Schmuckband Kreuzgang

"Wo Wege sich kreuzen"

Verabschiedung von Pfr. Winter findet voraussichtlich am 5. September statt.

(c) Pfr. Winter
Datum:
Do 18. Jun 2020
Von:
Daniel Braun

Liebe Gemeinde,

das wäre die Überschrift des Verabschiedungs- gottesdienstes gewesen, der am 21. Juni geplant war. Aus gegebenem Anlass kann er leider nicht stattfinden. Ich hoffe, dass sich im Spätsommer noch eine Gelegenheit anbietet, wo wir uns sehen und  voneinander verabschieden können. Mit Sicherheit, waren die letzten Wochen auf eine ganze andere Art und Weise intensiv. Viele Telefongespräche oder die Begegnungen über den Gartenzaun waren schon durch den Abschied geprägt. In den Online-Gottesdiensten haben Viele die Predigten verfolgt, die auch immer andeutungsweise einen Abschiedsaspekt beinhaltet haben. Der eine oder andere von Ihnen, hat es bestimmt herausgehört! Nun gilt es im Juli die Koffer zu packen und weiterzuziehen. Im Matthäusevangelium (10,11) heißt es: „Wenn ihr in eine Stadt oder in ein Dorf kommt, erkundigt euch, wer es wert ist, euch aufzunehmen; bei ihm bleibt, bis ihr den Ort wieder verlasst“.

9 ½ Jahre sind wir einen Weg miteinander gegangen. Ich habe nirgends so lange gelebt – außerhalb meines Elternhauses – wie im Schwabenheimer Pfarrhaus. Und dies im schönen Rheinhessen, mit einer tollen Nachbarschaft, einer Gemeinde, denen der Glaube und die Gemeinschaft wichtig ist. Ich habe mich sehr wohlgefühlt! Mein Wohnzimmerblick geht ins Selztal, sogar bis in den Rheingau. Ich habe die Nähe zu den Weinbergen sehr geschätzt und genossen. Das Wissen, das Mainz nicht so weit weg ist erleichtert etwas das Weiterziehen.

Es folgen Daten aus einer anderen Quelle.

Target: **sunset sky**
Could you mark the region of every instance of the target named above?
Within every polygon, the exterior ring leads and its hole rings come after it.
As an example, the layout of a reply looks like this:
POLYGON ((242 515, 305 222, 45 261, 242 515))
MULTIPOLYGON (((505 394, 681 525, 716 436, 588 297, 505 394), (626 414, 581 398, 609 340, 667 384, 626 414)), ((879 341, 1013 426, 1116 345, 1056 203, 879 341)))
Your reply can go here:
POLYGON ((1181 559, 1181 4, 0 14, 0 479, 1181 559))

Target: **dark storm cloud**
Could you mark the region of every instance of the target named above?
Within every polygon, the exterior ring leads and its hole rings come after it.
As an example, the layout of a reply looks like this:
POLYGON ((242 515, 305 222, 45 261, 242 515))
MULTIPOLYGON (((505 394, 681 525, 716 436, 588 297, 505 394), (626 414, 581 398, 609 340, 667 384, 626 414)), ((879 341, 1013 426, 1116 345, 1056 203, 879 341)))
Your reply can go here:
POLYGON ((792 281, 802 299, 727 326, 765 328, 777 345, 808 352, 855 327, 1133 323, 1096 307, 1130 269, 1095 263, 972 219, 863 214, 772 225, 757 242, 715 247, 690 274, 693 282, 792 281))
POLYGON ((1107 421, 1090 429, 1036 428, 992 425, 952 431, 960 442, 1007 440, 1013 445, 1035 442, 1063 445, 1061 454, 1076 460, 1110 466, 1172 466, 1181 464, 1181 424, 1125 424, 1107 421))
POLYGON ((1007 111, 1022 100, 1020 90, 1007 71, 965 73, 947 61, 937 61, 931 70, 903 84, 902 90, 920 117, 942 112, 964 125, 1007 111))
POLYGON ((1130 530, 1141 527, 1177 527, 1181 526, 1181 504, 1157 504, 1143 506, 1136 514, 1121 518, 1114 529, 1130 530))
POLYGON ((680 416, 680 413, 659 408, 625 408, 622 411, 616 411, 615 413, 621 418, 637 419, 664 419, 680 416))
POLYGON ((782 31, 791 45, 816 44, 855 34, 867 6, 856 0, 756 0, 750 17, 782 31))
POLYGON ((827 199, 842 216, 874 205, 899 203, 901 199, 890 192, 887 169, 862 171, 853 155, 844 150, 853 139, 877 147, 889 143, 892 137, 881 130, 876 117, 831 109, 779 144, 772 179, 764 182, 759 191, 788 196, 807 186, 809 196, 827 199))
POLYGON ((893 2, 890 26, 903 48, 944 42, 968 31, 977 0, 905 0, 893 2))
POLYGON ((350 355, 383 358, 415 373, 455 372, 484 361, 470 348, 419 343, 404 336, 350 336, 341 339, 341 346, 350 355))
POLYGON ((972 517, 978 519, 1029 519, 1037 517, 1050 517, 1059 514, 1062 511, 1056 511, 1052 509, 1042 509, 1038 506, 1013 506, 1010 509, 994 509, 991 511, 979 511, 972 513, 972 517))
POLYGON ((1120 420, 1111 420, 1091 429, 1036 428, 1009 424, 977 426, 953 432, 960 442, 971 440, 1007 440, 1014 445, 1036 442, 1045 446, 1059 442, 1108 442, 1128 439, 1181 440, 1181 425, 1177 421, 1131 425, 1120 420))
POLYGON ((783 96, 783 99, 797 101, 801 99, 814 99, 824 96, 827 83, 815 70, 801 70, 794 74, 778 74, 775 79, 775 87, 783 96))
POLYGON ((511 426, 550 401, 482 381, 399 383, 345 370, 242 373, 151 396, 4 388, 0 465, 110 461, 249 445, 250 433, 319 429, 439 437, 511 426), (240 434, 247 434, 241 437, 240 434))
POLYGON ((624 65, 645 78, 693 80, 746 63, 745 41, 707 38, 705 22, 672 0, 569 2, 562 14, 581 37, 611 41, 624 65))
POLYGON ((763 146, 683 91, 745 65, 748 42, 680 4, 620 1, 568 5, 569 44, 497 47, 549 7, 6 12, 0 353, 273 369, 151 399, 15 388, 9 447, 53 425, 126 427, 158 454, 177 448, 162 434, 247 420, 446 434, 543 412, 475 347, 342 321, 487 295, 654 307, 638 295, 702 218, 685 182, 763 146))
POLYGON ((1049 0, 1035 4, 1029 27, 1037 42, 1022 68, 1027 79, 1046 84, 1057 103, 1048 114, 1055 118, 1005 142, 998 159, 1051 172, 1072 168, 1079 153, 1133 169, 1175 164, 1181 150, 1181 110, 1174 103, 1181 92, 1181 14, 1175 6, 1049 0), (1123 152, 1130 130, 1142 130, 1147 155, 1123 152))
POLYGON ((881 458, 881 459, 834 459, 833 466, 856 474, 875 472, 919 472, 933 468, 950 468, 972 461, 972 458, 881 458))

„Wo Wege sich kreuzen“ steht für mich als Überschrift meiner Verabschiedung. Viele Wege haben sich in den vergangen Jahren gekreuzt. Rückblickend hoffe ich, dass die Frohe Botschaft, das Evangelium immer im Zentrum meines Wirkens hier in der Pfarrgemeinde stand! Ich gehe mit einem großen Koffer mit Erfahrungen nach Mainz. Dafür möchte ich Ihnen allen, auch denen, die nicht zur Pfarrgemeinde gehören, ganz, ganz herzlich danken! Die Frohe Botschaft muss uns im Herzen erreichen. Dafür sind die Gottesdienste wichtiger Bestandteil des gemeindlichen Lebens. Sie motivieren uns, dass wir es nicht einfach nur bei Worten belassen, sondern unseren Glauben auch in die Tat umsetzen. „Rede nur wenn du gefragt wirst, aber lebe so dass man dich fragt“, war ein eindrücklicher Satz, den ich vor einigen Wochen in der Predigt behandelt habe. Ja, andere müssen uns anmerken, dass wir Christen sind. Es ist und bleibt der Auftrag das Reich Gottes zu verkünden und es auch jetzt schon zu leben. Im Römerbrief (14,17) heißt es: „das Reich Gottes ist nicht Essen und Trinken, sondern Gerechtigkeit, Friede und Freude im Heiligen Geist.“ Ich wünsche Ihnen, dass Sie immer gut und viel zu Essen und einen guten Wein zu trinken haben. Ganz besonders wünsche ich Ihnen aber Frieden im Herzen und die Freude im Heiligen Geist!

Im Gebet bleiben wir auch weiterhin miteinander verbunden!